The Atlantic: Is Saudi Arabia Really Changing?

Perhaps anticipating yesterday’s news, last week a Saudi cleric said that the ban on women driving should remain in place. He argued that women had only half the brainpower of men; when they went shopping, it was reduced to a quarter, he said. The uproar was instantaneous. The cleric was banned from preaching, though he probably still remains on the government payroll.

Saudi society traditionally venerates age and at least publicly respects Islamic preachers. But all this might be changing. The decision to remove the ban was nominally King Salman’s, but it is clear the driving force was his son, Crown Prince Muhammad bin Salman.
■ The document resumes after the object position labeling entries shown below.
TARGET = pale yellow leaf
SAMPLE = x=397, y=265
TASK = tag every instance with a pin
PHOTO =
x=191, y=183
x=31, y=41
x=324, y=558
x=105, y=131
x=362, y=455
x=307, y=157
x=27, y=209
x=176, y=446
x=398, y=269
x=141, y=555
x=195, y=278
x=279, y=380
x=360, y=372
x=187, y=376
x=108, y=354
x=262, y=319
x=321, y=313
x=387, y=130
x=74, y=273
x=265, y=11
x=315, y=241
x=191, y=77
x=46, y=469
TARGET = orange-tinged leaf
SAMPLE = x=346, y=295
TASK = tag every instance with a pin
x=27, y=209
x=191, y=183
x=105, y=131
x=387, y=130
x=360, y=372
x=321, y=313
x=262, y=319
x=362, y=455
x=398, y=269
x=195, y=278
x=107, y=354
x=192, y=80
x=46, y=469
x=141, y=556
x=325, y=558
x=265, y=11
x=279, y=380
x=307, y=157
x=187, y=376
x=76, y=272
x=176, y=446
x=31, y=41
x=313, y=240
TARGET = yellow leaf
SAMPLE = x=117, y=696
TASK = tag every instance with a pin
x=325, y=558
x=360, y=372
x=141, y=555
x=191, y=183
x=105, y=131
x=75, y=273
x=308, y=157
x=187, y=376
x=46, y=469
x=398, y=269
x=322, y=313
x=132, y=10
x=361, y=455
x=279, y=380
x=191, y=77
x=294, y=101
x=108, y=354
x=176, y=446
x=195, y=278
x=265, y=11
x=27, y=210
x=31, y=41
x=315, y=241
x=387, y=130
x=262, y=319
The 32-year-old wunderkind is trying to transform the kingdom’s economy. His Vision 2030, a grand plan announced last year to bring the Saudi economy and society into the 21st century, envisages an economy with a broader industrial base less tied to oil. He also has a much less conservative view of social mores. Authorities allowed women to attend a celebration of Saudi Arabia’s Independence Day in a sports stadium this week. Part of his economic plan involves the development of tourist resorts along the Red Sea coast, a paradise for divers. The facilities will be built to “international standards,” a term widely interpreted as allowing not only gender-mixed bathing, but also bikinis and probably alcohol. [...]

In reality, the driving ban has never been enforced 100 percent. Out in rural Saudi Arabia, tribal women have been driving for decades to look after animals and perform other farm chores. In the cities, expatriate compounds where many foreigners live have allowed women to drive, safe in the knowledge that the Saudi police, or worse still the religious police, are not allowed inside the gates. Saudi Aramco, the state oil company, has allowed women drivers inside its “little America”-style townships since the days when it was owned by American oil companies. [...]

The credit for the breakthrough may go to the crown prince, or MbS as he is known, but the ground has been well-prepared. Brave Saudi women have been tempting arrest in organized groups protests since at least the 1990s. In 2005, it was once again a live issue when Barbara Walters interviewed King Abdullah. “In time, I believe it will be possible. And I believe patience is a virtue,” he said. The brake at that time was identified as the now-dead Prince Nayef, then Abdullah’s interior minister and rival, who notoriously alleged that Jews had perpetrated the 9/11 attacks. Abdullah’s daughter, Princess Adela, was known to support women driving.